Here's a formal argument:
If $\lim\limits_{x\to a}\;g(x) = b$, then for every $\epsilon\gt 0$ there exists $\delta\gt 0$ such that if $0\lt|x-a|\lt \delta$, then $|g(x)-b|\lt\epsilon$.
Since $f$ is continuous at $b$, for every $\varepsilon\gt 0$ there exists $\zeta\gt 0$ such that if $0\lt|x-b|\lt \zeta$, then $|f(x)-f(b)|\lt \varepsilon$.
In order to prove that $\lim_{x\to a}\; f\bigl( g(x)\bigr) = f\left(\lim_{x\to a}g(x)\right) = f(b),\qquad\qquad{(1)}$ we need to show that for every $\theta\gt 0$ there exists $\Delta\gt 0$ such that if $0\lt|x-a|\lt \Delta$, then $|f(g(x)) - f(b)|\lt\theta$.
To that end, let $\theta\gt 0$. Setting $\varepsilon=\theta$, we know that there exists $\zeta\gt 0$ such that if $0\lt |x-b|\lt \zeta$, then $|f(x)-f(b)|\lt \theta$.
Setting $\epsilon=\zeta$, we know that there exists $\delta\gt 0$ such that if $0\lt |x-a|\lt\delta$, then $|g(x)-b|\lt \zeta$.
I claim that $\Delta=\delta$ will work to establish (1). Indeed, let $x$ be such that $0\lt |x-a|\lt \delta$. Then we know that $0\leq |g(x)-b|\lt \zeta$. We have two cases: either $g(x)=b$, or $g(x)\neq b$.
If $g(x) = b$, then $f(g(x))=f(b)$, so $|f(g(x))-f(b)| = 0\lt \theta$, and we are fine.
If $g(x)\neq b$, then we know that $0\lt|g(x)-b|\lt \zeta$. Therefore, by choice of $\zeta$, we know that $|f(g(x)) - f(b)|\lt \theta$.
Thus, in either case, we conclude that $|f(g(x))-f(b)|\lt\theta$.

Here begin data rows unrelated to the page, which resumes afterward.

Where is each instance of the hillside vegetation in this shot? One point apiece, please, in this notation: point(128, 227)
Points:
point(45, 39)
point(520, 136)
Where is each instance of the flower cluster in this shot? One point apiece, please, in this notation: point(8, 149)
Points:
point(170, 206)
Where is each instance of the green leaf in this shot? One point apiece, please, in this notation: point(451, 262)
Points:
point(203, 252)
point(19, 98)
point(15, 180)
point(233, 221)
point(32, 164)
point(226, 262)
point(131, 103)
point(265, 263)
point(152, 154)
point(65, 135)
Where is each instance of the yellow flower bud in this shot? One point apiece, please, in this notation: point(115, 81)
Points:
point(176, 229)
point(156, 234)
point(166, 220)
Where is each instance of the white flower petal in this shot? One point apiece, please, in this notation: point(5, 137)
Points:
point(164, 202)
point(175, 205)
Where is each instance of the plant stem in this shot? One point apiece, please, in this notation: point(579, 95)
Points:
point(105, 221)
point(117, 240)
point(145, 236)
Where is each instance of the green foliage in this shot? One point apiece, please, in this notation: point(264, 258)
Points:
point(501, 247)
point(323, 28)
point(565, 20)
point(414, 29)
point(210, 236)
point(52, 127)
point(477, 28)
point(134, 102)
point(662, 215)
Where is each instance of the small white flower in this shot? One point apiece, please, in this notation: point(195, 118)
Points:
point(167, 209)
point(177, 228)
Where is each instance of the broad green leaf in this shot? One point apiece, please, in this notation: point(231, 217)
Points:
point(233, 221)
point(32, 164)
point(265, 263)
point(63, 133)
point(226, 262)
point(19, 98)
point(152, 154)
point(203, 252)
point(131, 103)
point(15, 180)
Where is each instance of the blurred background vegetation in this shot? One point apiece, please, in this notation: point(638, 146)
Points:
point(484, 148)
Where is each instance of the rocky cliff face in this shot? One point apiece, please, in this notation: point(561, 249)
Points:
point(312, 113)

In summary, we have shown that if $\theta\gt 0$, then there exists $\Delta\gt 0$ such that if $0\lt|x-a|\lt \Delta$, then $|f(g(x))-f(b)|\lt\theta$. This means that $\lim_{x\to a}\;f\bigl(g(x)\bigr) = f(b) = f\left(\lim_{x\to a}g(x)\right),$ as claimed. $\Box$
For an intuitive argument: the limit of $f(g(x))$ as $x\to a$ is $f(b)$ if and only if we can make $f(g(x))$ arbitrarily close to $f(b)$ for all values of $x$ near enough $a$; we know that we can ensure that if $g(x)$ is close enough to $b$, because $f$ is continuous at $b$; and we know we can make $g(x)$ always be arbitrarily close to $b$ for all values of $x$ near enough $a$, because the limit of $g(x)$ as $x\to a$ is $b$. So first, ensure that $x$ is near enough $a$ that $g(x)$ will be close enough to $b$, and this will in turn guarantee that $f(g(x))$ is as near to $f(b)$ as we required.